Anyway, a key part of the malaria parasites life cycle is getting into the host’s red blood cells. To do that, they use specific proteins on the surface of the blood cell, which serve to transport certain chemical signals across the cell membrane. Plasmodium vivax parasites use one specific kind of protein, the Duffy antigen receptor, to force their way into human red blood cells. In much of Africa, the indigenous people don’t have this receptor. There is thus no way for P. vivax to infect them. People who don’t have the Duffy antigen receptor may suffer some costs, such as increased susceptibility to asthma, but these costs don’t seem to be anywhere near as high as those imposed by sickle-cell trait. And of course they are much less than the costs of dying from malaria.

The African distribution of the Duffy-negative phenotype has been a puzzle, though, because P. vivax is very rare in Africa. The conventional wisdom has been that P. vivax evolved in Asia. How could a parasite that evolved in Asia, and is rare in Africa, select for parasite resistance in Africans? This would be as puzzling as if people in Africa were all born with some sort of inherent immunity to tiger attacks, even though there are no tigers in Africa.

Beatrice Hahn and her team have solved the problem by collecting poop from thousands of apes across Africa. I played a very small part in this study, by overseeing poop collection for a while at Gombe.

Humans are apes, and many diseases that infect humans can also infect other apes, or (like in the case of HIV) originally came from other apes. Malaria is no exception.  On a molecular scale, we are so similar to chimpanzees and gorillas that the  tricks pathogens use for getting into human cells often work for these cells in other apes as well.

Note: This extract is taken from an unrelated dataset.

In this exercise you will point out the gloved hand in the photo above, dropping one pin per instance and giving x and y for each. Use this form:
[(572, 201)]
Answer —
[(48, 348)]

Beatrice Hahn’s team has been collecting fecal samples from apes all across Africa as part of a study looking into the origins of HIV-1, the cause of the global AIDS pandemic. It turns out that the same samples, and same molecular methods, that are so useful for studying HIV, are equally useful for studying all sorts of other things that live inside humans and other apes, including other viruses and gut microbes.

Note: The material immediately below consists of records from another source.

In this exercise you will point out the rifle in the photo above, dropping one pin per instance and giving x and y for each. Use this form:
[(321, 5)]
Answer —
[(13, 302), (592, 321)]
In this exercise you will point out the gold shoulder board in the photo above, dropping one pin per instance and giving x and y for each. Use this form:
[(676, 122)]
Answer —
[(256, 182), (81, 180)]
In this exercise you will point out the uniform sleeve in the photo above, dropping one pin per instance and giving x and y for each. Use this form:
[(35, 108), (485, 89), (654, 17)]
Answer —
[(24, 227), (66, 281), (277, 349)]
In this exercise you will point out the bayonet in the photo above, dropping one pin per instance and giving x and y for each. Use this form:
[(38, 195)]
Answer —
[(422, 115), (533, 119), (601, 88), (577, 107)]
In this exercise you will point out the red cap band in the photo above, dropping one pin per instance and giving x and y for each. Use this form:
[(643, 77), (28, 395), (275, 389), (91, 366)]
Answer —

It turns out that when apes are infected with malaria, they shed some of the malaria DNA out with their poop. Take some poop, put it in a jar of RNAlater, and you can recover all sorts of fascinating genes, including malaria genes.

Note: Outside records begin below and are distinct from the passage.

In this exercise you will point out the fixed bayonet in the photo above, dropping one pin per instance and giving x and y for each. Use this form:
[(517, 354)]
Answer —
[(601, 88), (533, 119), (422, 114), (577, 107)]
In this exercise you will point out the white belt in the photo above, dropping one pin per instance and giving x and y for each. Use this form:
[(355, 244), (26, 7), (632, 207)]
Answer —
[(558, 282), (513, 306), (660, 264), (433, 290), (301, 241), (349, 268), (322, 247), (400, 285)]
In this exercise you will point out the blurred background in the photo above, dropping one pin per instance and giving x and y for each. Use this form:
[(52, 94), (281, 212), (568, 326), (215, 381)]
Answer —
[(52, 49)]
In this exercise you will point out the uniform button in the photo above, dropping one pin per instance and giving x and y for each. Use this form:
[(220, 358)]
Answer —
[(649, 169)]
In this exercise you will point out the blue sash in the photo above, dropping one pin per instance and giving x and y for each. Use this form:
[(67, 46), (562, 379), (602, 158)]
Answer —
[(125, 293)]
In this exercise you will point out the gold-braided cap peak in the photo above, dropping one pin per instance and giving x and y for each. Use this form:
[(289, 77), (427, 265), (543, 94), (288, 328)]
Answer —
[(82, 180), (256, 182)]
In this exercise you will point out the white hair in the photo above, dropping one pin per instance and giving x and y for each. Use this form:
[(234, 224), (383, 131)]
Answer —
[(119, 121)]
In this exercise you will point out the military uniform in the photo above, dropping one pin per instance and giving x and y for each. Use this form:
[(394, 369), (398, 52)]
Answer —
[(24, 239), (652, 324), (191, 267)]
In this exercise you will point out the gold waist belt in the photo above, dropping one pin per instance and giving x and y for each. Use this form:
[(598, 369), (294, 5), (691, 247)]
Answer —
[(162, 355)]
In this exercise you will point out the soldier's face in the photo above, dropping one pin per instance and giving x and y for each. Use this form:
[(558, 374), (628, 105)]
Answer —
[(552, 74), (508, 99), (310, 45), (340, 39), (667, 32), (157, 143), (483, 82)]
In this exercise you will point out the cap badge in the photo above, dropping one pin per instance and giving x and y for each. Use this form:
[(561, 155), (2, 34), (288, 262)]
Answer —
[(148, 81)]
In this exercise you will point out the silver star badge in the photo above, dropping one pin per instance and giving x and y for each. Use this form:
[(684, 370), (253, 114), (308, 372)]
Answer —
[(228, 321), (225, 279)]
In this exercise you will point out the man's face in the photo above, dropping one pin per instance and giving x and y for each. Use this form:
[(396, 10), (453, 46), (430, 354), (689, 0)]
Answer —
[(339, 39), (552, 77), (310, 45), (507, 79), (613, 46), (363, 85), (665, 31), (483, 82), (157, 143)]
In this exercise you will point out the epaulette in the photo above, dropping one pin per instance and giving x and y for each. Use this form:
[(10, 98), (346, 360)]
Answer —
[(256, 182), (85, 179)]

(When Jimmy Fallon and Justin Timberlake visited Gombe some years ago, they seemed amused by all of our poop collection and made up a song about it: “Poop in a Jar.” Disappointingly, though, they don’t seem to have recorded this one yet.)

It turns out that gorillas and chimpanzees across Africa, but not bonobos, have malaria parasites that genetically are very close to Plasmodium vivax. Compared to the gorilla and chimpanzee parasites, the human vivax is much less genetically diverse. All the human P. vivax belongs to a single branch of the much bushier tree of African ape P. vivax.

It thus looks very clear that P. vivax evolved in Africa, not in Asia, from a plasmodium population that infects other African apes. People must have carried P. vivax with them when dispersing from Africa some 60,000 years ago. More recently, human populations in Africa evolved the Duffy-negative phenotype that proved so effective that P. vivax became extinct in Africa.

This study underscores the importance of evolution in human lives. Evolution happens fast, and human populations continue to evolve in response to our environments. The parasites that infect us evolve even faster. Evolution leaves traces in the genomes of every living organism that can be used to solve innumerable fascinating puzzles. This study highlights the power of molecular methods to answer important questions, especially when combined with field studies.